Experimental physicists have to be the jack-of-all-trades, even on a good day, but building a new laboratory, on a budget (for any definition of “budget”) and with a limited team, is an exercise that would test anyone.
For my field, atomic physics, one needs a lot of different expertise: vacuum systems, computers, electronics, machining, optics are among the ones first to my mind. Today I’m looking at one of the tools that we are using for the last topics: optics.
In some ways, optics is pretty straightforward (both geometrical and diffraction optics), many of the calculations one could write in Python/Numpy just as well, as any software can do it. They are just pretty tedious, and there are a lot of them, optics is not a new profession. Some optics design software is very useful then, and there are not that many of them, lots of work goes into the ones that exist, thus they can be extremely expensive. One of the industry standard seem to be Zemax, and many lens manufacturers provide the specs of their lenses in a Zemax format – though it is fortunately just a relatively simple text file. On the other hand, its cheapest edition is $2500, and goes up to $9500…

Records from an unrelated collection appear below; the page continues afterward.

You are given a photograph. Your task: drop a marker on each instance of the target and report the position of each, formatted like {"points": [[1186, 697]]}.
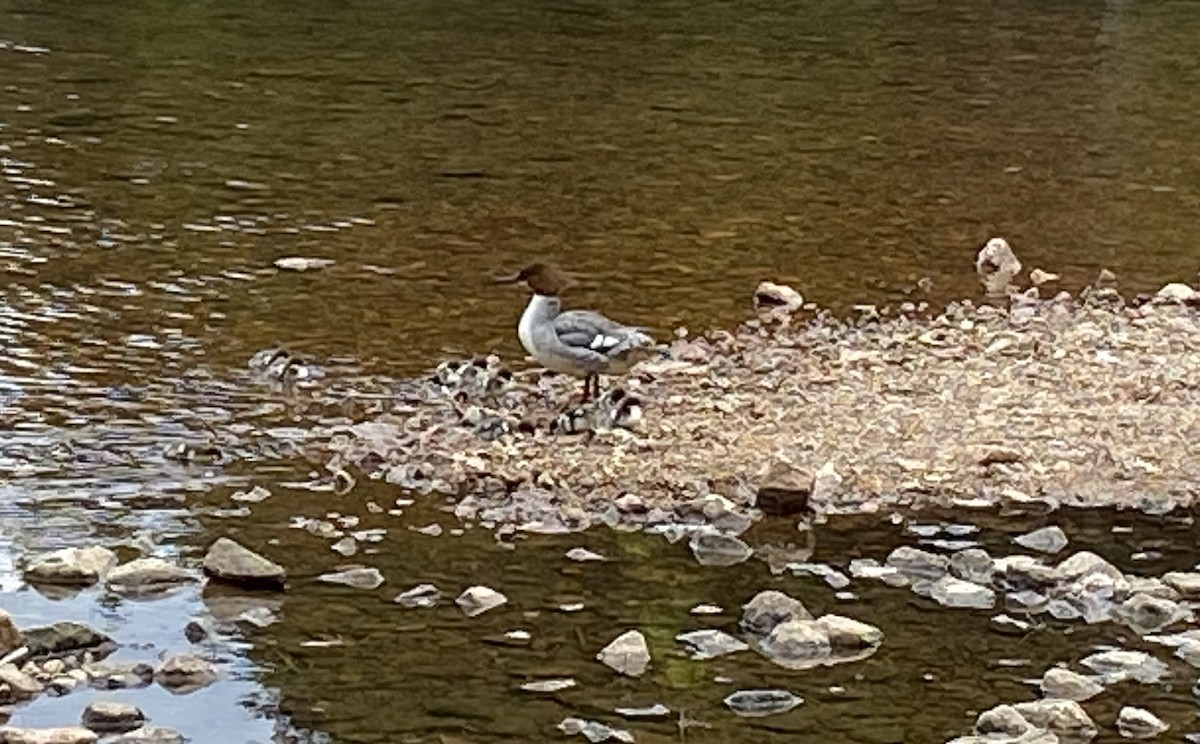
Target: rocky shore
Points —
{"points": [[1037, 396]]}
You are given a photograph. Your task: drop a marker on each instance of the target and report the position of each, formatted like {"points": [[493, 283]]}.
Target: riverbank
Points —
{"points": [[1084, 400]]}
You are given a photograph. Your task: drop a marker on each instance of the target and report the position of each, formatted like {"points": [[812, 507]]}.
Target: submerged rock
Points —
{"points": [[953, 592], [421, 595], [711, 643], [1115, 666], [10, 636], [797, 645], [185, 673], [71, 567], [593, 731], [627, 654], [1065, 718], [849, 633], [359, 577], [1045, 540], [1003, 720], [1066, 684], [1139, 724], [478, 600], [756, 703], [916, 563], [70, 735], [109, 717], [232, 563], [148, 576], [768, 609], [719, 550]]}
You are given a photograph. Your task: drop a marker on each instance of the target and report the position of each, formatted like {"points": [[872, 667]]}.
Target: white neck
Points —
{"points": [[541, 309]]}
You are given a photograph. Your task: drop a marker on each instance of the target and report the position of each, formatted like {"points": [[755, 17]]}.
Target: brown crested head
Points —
{"points": [[541, 279]]}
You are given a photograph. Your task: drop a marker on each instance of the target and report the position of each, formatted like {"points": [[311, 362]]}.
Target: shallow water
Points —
{"points": [[156, 160]]}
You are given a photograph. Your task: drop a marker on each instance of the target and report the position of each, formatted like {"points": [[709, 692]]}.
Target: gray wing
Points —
{"points": [[585, 329]]}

Another serious competitor is OSLO (Optics Software for Layout and Optimization) which is still very well known, and fortunately for us, has a dumbed down (limited number of surfaces, not all the functions available), EDU version, for free. It even runs on Linux with Wine.
I instinctively resist any software in science & research that is not free & open source, because I feel that it closes some people out, though had to use something, and in the meantime I have grown to OSLO quite a bit.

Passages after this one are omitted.